Early evidence suggests that an individual’s experience of being bullied may be related to their mental health during Covid-19 lockdowns (Gomez-Leon, 2021; Soneson et al., 2022). Experiences of bullying in general are associated with reduced wellbeing (Arslan et al., 2021; Shaw et al., 2019) and higher rates of perceived stress (Canas et al., 2020; Estevez et al., 2009; Martinelli et al., 2011). Though bullying can take place in many locations, it is commonly reported within school settings (Karatzias et al., 2002). This raises the possibility that school closures during lockdown may have facilitated a reduction in the prevalence of bullying victimisation (Vaillancourt et al., 2021).
A small number of studies have examined whether the prevalence of bullying amongst young people changed following the beginning of the pandemic and associated lockdowns. These studies typically found either no change (Shin & Choi, 2021; Vaillancourt et al., 2021; Walters et al., 2021) or a reduction in bullying victimisation (Mastorci et al., 2021; Runkle et al., 2021; Soneson et al., 2022). Furthermore, emerging evidence suggests that expert concerns that cyber-bullying would increase during lockdown (Armitage, 2021; Englander, 2021) may not have come to pass. Studies examining cyber-bullying specifically have generally found no change in prevalence (Lessard & Puhl, 2021; Schunk et al., 2022), with one study finding a decrease in this form of victimisation (Vaillancourt et al., 2021). This suggests that school bullying did not simply move online when schools were closed. However, whilst evidence concerning the relationship between bullying prevalence and the Covid-19 pandemic continues to grow, it remains unclear what this means for adolescents’ wellbeing.

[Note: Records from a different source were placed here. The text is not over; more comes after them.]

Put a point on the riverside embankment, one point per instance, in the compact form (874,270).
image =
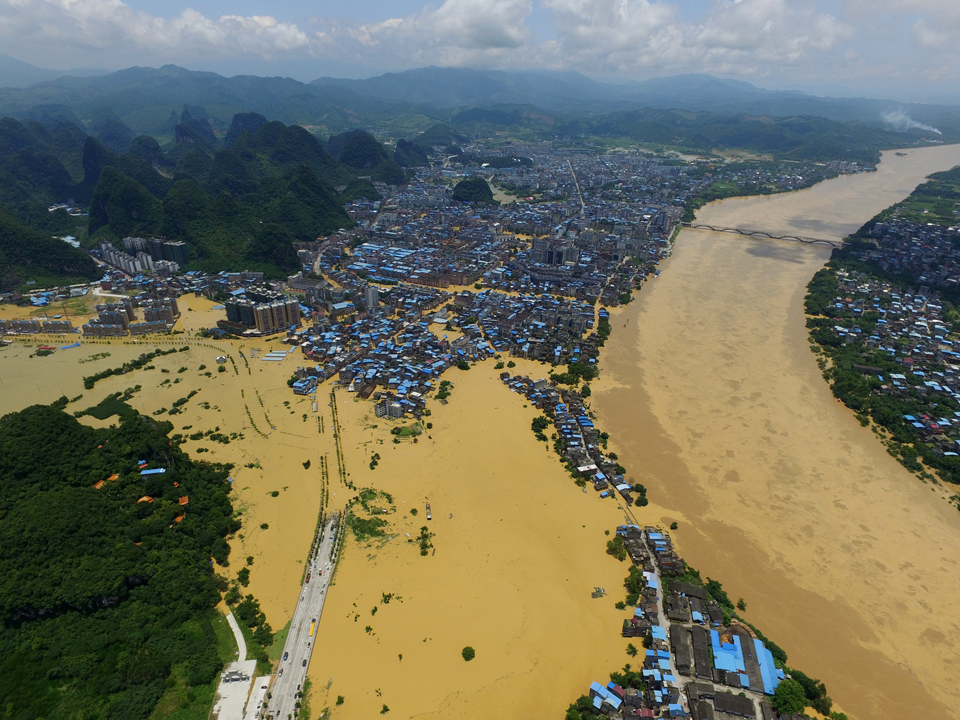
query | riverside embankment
(714,400)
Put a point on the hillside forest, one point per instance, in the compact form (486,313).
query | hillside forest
(239,201)
(108,600)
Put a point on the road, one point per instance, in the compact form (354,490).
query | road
(295,661)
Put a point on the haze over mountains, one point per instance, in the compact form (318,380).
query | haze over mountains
(16,73)
(414,99)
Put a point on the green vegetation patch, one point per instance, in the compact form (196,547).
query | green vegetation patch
(107,600)
(366,528)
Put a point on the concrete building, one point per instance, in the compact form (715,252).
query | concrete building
(266,317)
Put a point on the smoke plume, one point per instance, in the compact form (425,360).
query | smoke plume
(902,122)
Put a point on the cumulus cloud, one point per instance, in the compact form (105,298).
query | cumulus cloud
(803,39)
(112,26)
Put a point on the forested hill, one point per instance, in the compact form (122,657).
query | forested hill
(27,254)
(106,601)
(239,203)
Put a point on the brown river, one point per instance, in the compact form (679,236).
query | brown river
(715,402)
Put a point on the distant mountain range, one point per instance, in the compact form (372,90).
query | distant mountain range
(575,94)
(18,74)
(150,100)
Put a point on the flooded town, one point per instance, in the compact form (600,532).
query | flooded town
(569,370)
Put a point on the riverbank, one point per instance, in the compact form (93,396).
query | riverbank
(518,551)
(713,398)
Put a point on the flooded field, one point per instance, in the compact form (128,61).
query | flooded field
(517,551)
(713,399)
(251,398)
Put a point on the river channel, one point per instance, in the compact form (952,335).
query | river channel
(714,400)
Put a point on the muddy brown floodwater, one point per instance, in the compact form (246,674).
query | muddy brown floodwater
(715,401)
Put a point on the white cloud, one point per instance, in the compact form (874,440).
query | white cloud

Therefore, we sought to investigate the relationship between experience of bullying and adolescent wellbeing during lockdown and subsequent re-opening of schools. To do this we used TeenCovidLife (Huggins et al., 2022), a longitudinal dataset examining the psychosocial and health impacts of Covid-19 on 12 to 17 year-olds living in Scotland, UK. Measures were collected at three timepoints corresponding to: the first Covid-19 lockdown (Time 1); pupils’ return to school after the first lockdown (Time 2); and the summer term of 2021 which coincided with pupils returning to school after another lockdown in early 2021 (Time 3). Specifically, we examined how pupils’ perceived stress and wellbeing scores changed over the course of the first pandemic period, and whether this differed between pupils who had experienced bullying and those who had not. We predicted that, overall, the group of pupils who experienced bullying would show higher perceived stress and lower wellbeing than the group of pupils who did not experience bullying. We further tentatively predicted that pupils who experienced bullying would show lower perceived stress and higher wellbeing during lockdown than when attending school, whilst pupils who did not experience bullying would show the opposite pattern. Due to the conflicting evidence from previous literature we did not make a directional prediction about how mental health would change for the sample as a whole.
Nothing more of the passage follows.